Kılıçdaroğlu, anayasanın ilk dört maddesinde Türkiye Cumhuriyeti Devleti, bayrağı, İstiklal Marşı, vatanın ve milletin bölünmez bütünlüğünden bahsedildiğini aktararak, "Türkiye Cumhuriyeti Devleti'nin demokratik laik sosyal hukuk devleti olduğundan bahseder. Peki bu yeni devletle neyi kastediyorlar? Dillerinin altındaki baklayı çıkarmış oldular. Eğer 16'sında sandığa gidip 'Evet' oyunu kullanacak bir vatandaşımız varsa yüklendiği vebalin sorumluluğunu çocuklarına, torunlarına, vatana, millete, bayrağına, bağımlılığını kimseye anlatamaz." ifadelerini kullandı.

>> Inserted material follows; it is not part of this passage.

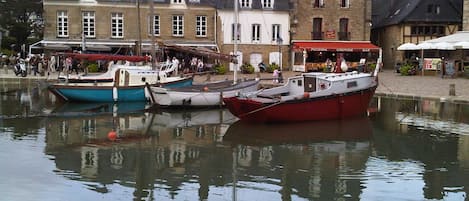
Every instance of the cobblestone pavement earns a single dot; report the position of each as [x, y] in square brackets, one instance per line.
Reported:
[390, 84]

"Bu ülke demokrasiden ne zarar gördü?"
Kılıçdaroğlu, Türkiye'nin 29 Ekim 1923'te Cumhuriyeti kurmasının ardından, İslam dünyasından Cezayir, Fas, Tunus, Suriye ve İran'ın da Cumhuriyeti kurduğunu vurgulayarak, konuşmasına şöyle devam etti:
"Şimdi biz bundan vazgeçeceğiz. Niye vazgeçiyoruz? Hangi gerekçeyle vazgeçiyoruz ve kimin için vazgeçiyoruz? Demokrasiden ne zarar gördü bu millet? Bu ülke demokrasiden ne zarar gördü? Demokrasinin hangi zararı oldu da biz kalkacağız bunu değiştireceğiz. 'Akıl akıldan üstündür' deniyor. 'İnsanoğlu hata yapar' deniyor. Demokrasinin varlık nedeni nedir? Demokrasinin varlık nedeni şudur? Benim gibi düşünmeyen insan da düşüncelerini özgürce dile getirmelidir. Demokrasinin varlık nedeni budur. Demokrasinin varlık nedeni nedir? Eşit yurttaşlıktır. Birinin makamı olabilir müsteşar. Birisinin makamı olabilir Cumhurbaşkanı. Birisinin makamı olur, yeri olur, işi olur, ayakkabı tamircisidir, simitçidir. Ama hepimiz kanunların önünde eşitiz. Eşit yurttaşız. Hukukun üstünlüğünün temel amacı da budur. Bütün vatandaşlar eşittir kanun önünde. Onun kimliğiyle, inancıyla, yaşam tarzıyla bölgesiyle veya yaşadığı hayat tarzıyla o ayrılamaz. Eşit vatandaştır. Onun için hukukun üstünlüğü vardır. Devletin gücüne karşı vatandaşın haklarını koruyan sistemdir hukukun üstünlüğü. Şimdi ne getirilmek isteniyor? Hukukun üstünlüğü değil üstünlerin hukuku getirilmek isteniyor."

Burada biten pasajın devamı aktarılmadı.